Overall scheme of ET receptors in the baroreflex arc. Input from arterial baroreceptors enters the CNS via excitatory synapses with the nucleus tractus solitarius (NTS). NTS excitatory outputs project to the caudal ventrolateral medulla (CVLM), which sends inhibitory outputs to the rostral ventrolateral medulla (RVLM) from which emerge the preganglionic sympathetic neurons that synapse with the post-ganglionic sympathetic neurons within the paravertebral ganglia (G). The NTS and CVLM also send projections to the nucleus ambiguus (NA) and its vagal motor neurons from which emerge the parasympathetic outputs to the heart. Although not technically part of the baroreflex arc itself, the area postrema (AP) is a circumventricular organ outside the blood-brain barrier and receives input from substances within the plasma circulation. Inputs from the AP can modulate NTS neurons. The heart receives both postganglionic efferent sympathetic innervation (tachycardia) and parasympathetic innervation (bradycardia).
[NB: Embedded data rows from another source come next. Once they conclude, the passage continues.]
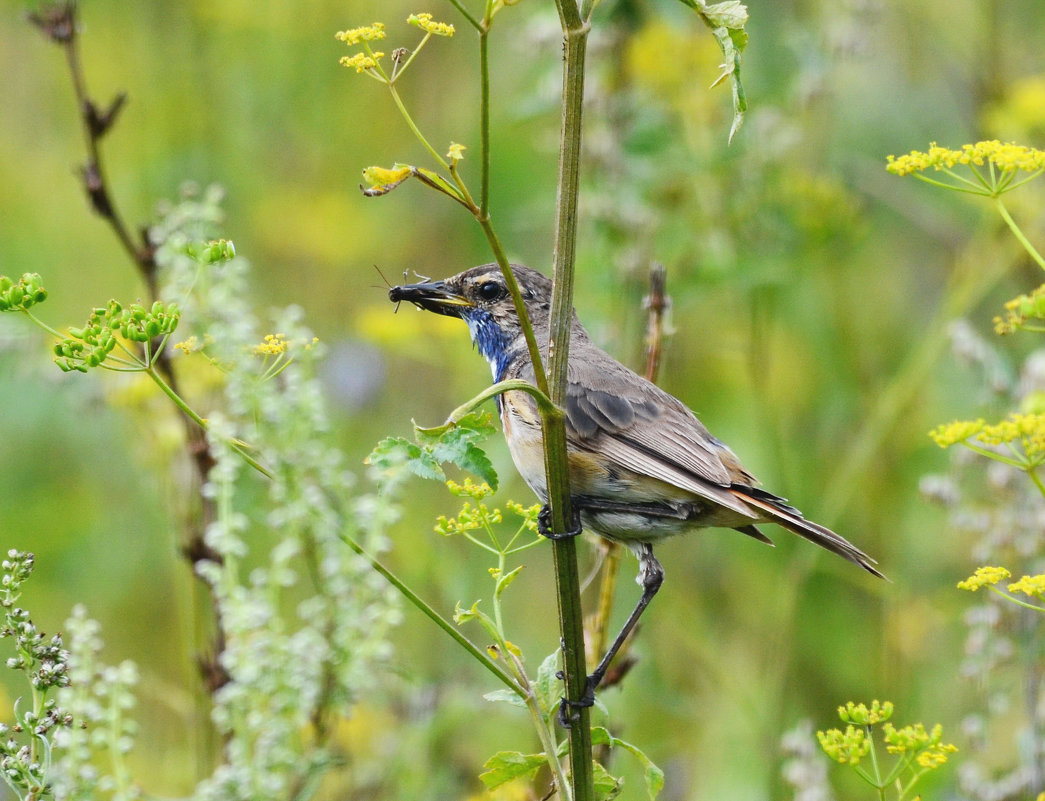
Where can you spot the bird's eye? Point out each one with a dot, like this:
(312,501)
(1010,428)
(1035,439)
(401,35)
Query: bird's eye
(491,290)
ET influences the baroreflex arc via ET_A or ET_B receptors (see text for details). Within the central sites, most data support a role for ET_A receptors.

Fig. 11

Integrated systemic effects of ET_B. In general, ET_A activation leads to decreased arterial pressure and natriuresis through effects on the nervous system, heart, adrenal gland, kidney, and vasculature. ET_A-stimulated AVP and aldosterone release may mitigate its anti-hypertensive and natriuretic effects.

Fig. 12

Integrated systemic effects of ET_A. In general, ET_A activation leads to increased arterial pressure and Na retention through effects on the nervous system, heart, adrenal gland, kidney, and vasculature. ET_A-stimulated atrial natriuretic peptide (ANP) release and possibly Na excretion (at least in females) may mitigate its hypertensive and Na-retaining effects.